Let me focus on one line of your post. This is where the problem might be:
The regex match is coming over HTTP wrapped in the body of a POST request.
This seems problematic because:
The only structures that survive serialization between client/server are:
boolean
number
string
null *
objects and arrays containing these basic types
objects and arrays containing object and arrays [of more obj/array] of these basic types
Regexp, Date, Function, and a host of others require reconstruction, which means
passing a string or pair of strings for the match and option components of the Regexp and running Regexp() on the receiving end to reconstruct.

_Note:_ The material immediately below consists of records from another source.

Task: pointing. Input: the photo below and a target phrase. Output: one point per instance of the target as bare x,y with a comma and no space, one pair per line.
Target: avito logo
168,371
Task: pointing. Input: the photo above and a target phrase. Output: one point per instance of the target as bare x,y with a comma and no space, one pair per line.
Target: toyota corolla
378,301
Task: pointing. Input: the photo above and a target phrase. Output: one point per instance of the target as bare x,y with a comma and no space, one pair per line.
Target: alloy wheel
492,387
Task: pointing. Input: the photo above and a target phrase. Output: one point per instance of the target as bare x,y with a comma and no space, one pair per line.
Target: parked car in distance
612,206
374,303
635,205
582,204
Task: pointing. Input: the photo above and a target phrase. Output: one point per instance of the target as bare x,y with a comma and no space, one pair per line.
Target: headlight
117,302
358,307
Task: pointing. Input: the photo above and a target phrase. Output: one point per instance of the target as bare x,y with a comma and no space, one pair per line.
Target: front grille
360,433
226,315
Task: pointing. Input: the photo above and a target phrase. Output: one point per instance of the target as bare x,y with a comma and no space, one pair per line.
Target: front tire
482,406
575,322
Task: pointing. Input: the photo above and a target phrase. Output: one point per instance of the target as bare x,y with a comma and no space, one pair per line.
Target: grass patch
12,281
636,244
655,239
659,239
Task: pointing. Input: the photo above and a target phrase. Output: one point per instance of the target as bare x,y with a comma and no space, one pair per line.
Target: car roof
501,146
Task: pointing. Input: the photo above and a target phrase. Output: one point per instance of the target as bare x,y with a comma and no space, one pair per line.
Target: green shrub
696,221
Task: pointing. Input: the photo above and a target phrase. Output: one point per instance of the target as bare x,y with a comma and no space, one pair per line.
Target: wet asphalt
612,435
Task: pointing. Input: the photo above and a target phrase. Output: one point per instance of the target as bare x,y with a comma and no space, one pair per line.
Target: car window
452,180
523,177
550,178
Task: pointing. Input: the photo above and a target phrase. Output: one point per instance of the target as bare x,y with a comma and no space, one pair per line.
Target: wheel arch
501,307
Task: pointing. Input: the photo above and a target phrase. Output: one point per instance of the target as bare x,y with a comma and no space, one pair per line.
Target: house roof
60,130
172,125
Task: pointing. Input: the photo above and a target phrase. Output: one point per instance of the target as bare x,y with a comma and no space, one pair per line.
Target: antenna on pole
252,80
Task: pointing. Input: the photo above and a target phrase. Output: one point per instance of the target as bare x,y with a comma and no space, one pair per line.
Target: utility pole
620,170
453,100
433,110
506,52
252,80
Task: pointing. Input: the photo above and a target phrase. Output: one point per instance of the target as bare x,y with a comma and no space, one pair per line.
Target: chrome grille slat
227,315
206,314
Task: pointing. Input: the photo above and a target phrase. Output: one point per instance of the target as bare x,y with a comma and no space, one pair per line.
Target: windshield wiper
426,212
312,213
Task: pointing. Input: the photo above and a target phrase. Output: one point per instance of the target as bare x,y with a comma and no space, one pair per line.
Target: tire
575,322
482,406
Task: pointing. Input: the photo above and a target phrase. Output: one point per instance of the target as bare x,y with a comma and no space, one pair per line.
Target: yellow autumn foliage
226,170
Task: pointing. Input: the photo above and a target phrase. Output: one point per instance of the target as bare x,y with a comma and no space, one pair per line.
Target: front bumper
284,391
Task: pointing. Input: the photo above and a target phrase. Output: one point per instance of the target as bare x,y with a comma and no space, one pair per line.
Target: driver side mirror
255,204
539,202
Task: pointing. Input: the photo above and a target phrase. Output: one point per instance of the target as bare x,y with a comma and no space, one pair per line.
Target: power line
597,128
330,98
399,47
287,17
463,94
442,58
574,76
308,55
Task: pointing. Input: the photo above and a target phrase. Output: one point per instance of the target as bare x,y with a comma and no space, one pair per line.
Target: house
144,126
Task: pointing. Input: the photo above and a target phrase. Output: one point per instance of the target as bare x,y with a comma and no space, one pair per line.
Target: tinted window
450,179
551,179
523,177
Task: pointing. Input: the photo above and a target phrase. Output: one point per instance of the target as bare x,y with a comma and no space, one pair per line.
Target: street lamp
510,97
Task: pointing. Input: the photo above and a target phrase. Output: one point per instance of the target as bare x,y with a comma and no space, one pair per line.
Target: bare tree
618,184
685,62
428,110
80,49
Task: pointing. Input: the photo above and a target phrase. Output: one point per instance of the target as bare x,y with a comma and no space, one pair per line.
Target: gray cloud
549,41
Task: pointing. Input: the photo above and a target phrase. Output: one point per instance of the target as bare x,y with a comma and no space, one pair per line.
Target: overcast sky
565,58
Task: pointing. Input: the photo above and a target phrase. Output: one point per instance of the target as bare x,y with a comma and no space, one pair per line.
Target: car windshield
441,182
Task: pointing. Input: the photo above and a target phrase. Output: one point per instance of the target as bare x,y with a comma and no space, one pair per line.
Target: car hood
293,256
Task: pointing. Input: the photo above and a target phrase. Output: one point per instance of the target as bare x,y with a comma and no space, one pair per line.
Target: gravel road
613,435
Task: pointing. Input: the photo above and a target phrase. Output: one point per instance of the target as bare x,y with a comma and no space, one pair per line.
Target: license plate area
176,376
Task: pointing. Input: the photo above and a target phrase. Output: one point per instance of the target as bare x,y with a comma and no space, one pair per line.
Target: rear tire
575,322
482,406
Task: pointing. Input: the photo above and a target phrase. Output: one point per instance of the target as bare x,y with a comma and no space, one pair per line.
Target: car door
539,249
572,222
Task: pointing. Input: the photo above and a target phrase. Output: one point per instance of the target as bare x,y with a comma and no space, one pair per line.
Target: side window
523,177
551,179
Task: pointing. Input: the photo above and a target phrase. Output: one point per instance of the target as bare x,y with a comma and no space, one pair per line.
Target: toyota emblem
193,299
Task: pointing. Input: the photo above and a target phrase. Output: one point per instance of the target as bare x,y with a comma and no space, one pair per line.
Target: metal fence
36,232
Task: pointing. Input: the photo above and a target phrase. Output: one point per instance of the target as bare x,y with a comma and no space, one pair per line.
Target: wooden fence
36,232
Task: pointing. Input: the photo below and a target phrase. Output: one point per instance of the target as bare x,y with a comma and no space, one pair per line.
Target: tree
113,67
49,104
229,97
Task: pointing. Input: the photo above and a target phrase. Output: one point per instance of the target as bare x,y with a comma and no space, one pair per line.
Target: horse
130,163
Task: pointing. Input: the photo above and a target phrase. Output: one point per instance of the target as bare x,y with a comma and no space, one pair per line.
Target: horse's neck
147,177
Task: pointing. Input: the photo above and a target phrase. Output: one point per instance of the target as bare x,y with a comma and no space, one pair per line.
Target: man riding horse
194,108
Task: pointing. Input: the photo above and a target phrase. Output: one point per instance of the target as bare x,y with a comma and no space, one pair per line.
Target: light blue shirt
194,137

Regexp gets a bit messy because Regexp.toString() and Regexp() do not appear to be inverses of each others: /someMatch/.toString() is "/someMatch/" but RegExp("/someMatch/") is //someMatch// and what was needed instead to rebuild the regexp was just RegExp("someMatch"), which is /someMatch/. I hope this helps.
JSON.stringify(/someMatch/) is {} (at least on Chrome).
So instead of trying to build a general transport, I recommend re instantiating a particular field as a regexp.
* Irrelevant note: (null is fine but undefined is peculiar. JSON won't stringify undefineds in objects and turns undefined into null in Arrays. I recognize this isn't part of your problem, just trying to be complete in describing what can be serialized.)